Diary Of The Dead (2007)

Shoot the dead

Writer: George A. Romero
Director: George A. Romero

Diary of the Dead is the fifth of George Romero’s zombie movies. Made in 2007 it addresses the then-new YouTube and mobile phone phenomenon where the world was becoming ever more virtualised and experienced second hand. As a great fan of Romero’s zombie films I both wanted and expected to like Diary. Unfortunately I was disappointed.

Like many found footage movies, Diary of the Dead professes to show us an unfolding horror – in this case a zombie rising – through eye witness experiences captured on a portable camera. However in Diary we’re not getting the raw footage. Instead the film has been shot by movie students who have edited it, added music and even credits! And that’s the point of the film.

Any Romero zombie film is bound to contain “an underlying thread of social satire” and in Diary this thread is more obvious than in most of his films. It’s all about the media – traditional and modern – and the eternal triangle of media, viewer and reality. Diary even begins with a camera crew asking an ambulance to park elsewhere because it’s blocking their shot!
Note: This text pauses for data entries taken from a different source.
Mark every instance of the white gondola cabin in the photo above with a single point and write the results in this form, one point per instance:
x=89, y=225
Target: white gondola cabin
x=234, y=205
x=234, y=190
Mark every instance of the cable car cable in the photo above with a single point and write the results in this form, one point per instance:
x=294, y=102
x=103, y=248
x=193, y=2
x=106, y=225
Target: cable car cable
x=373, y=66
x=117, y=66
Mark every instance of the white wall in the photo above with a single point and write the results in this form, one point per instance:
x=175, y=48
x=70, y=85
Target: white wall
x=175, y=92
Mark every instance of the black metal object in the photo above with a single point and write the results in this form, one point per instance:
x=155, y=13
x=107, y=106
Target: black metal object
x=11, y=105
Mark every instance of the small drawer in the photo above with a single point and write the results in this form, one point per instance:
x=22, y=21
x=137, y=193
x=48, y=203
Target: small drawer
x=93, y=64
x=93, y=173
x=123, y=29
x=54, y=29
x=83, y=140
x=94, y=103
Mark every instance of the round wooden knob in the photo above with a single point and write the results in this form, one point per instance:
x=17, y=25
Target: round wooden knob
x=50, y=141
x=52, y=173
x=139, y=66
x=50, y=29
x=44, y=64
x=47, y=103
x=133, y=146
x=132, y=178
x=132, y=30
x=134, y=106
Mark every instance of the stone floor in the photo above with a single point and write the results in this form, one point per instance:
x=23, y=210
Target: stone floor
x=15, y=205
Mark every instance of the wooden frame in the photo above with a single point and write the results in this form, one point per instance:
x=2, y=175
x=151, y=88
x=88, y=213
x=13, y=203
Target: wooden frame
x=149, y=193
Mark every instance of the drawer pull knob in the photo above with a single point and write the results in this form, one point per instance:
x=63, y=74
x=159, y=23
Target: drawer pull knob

The plot, such as it is, involves a group of – wait for it – film students who are shooting – wait for it – a horror movie when the zombie outbreak begins. There’s a nice dig here at the 2004 version of Dawn of the Dead as one student actor is told: “You’re a corpse for Christ’s sake, if you run that fast your ankles are going to snap off”.

Once the students realise what is happening they and their professor (played wonderfully by Scott Wentworth) set off on a fairly standard road trip trying to find loved ones and safety. So far so normal. What makes Diary different to every other Romero zombie film is that the whole story is shown through the camera of one of the students who decides to document the events.

In many found footage movies the emotional disassociation caused by the camera-eye view is an unfortunate problem. In Diary of the Dead it’s an intentional problem. The film centres around the way we experience so much of the modern world third hand. The YouTube generation have access to more experiences than any other people in history, yet it’s all indirect and potentially unreliable.

Diary extends this further – some of the nastiest events in the film are watched by the characters on various screens, watched by us in turn through the eyes of the camera. Classic NLP double disassociation designed to desensitise. Except it’s even stronger than that because the film we’re supposedly watching has been through post-production and editing before being released on the net. It even has an annoying voiceover for the hard of thinking – and just for once I suspect this was really in the script rather than added after the preview shows.

When violence and horror are subject to so many levels of disassociation, to what extent do we really relate to them? Does the very access to media that supposedly informs us actually desensitise us? To what extent are we the audience complicit in the violence? Diary of the Dead is clearly covering very similar themes to movies such as Funny Games. It’s not for nothing that the student film we’re supposedly watching has been titled “The Death of Death”: how much impact does death have when recorded on a mobile phone and watched on a website? Is it real to us any more or just entertainment?

The points Romero make are valid and important ones. Unfortunately he’s turned the social commentary knob up rather too high. Lines like “If it’s not on camera then it never happened” and “When we see an accident we don’t stop to help, we stop to look” are good in isolation but occur too frequently. This is less a movie with a subtext, more a polemic with a plot.

Ultimately Diary fails as horror because the zombies are reduced to bit players. It fails as social commentary because it lacks subtlety.